Optimum Design of Plane Steel Frame Structures Using Second-Order Inelastic Analysis and a Genetic Algorithm

Abstract

A genetic algorithm (GA)-based optimum design algorithm and a program incorporated with the refined plastic hinge analysis method, one of the second-order inelastic analysis methods, are presented. In the refined plastic hinge analysis method, geometric nonlinearity is considered by using the stability functions of beam-column members, and the material nonlinearity is considered by using the gradual stiffness degradation model that includes the effects of residual stresses, moment redistributions by the occurrence of plastic hinges, and geometric imperfections of members. In the genetic algorithm, the tournament selection method and micro-GAs are employed. The fitness function for the genetic algorithm is expressed as an unconstrained function composed of objective and penalty functions.
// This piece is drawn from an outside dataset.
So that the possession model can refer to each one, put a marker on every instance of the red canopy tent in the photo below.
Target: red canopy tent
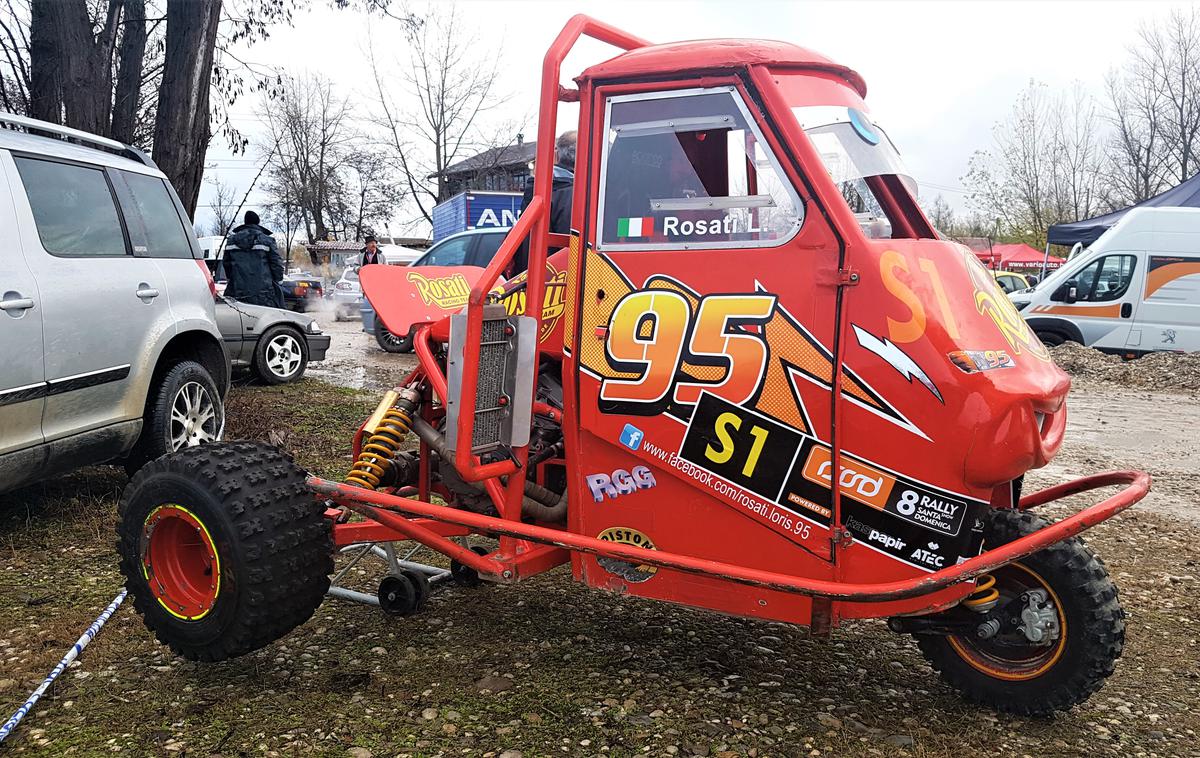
(1018, 257)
The objective and penalty functions are expressed, respectively, as the weight of steel frames and the constraint functions accounting for the requirements of load-carrying capacity, serviceability, ductility, and constructability. To verify the appropriateness of the proposed method, the optimum design results of several plane steel frames obtained by the present study incorporating the refined plastic hinge analysis method are compared with those by others incorporating the AISC-LRFD elastic, geometric nonlinear, and plastic zone analysis methods.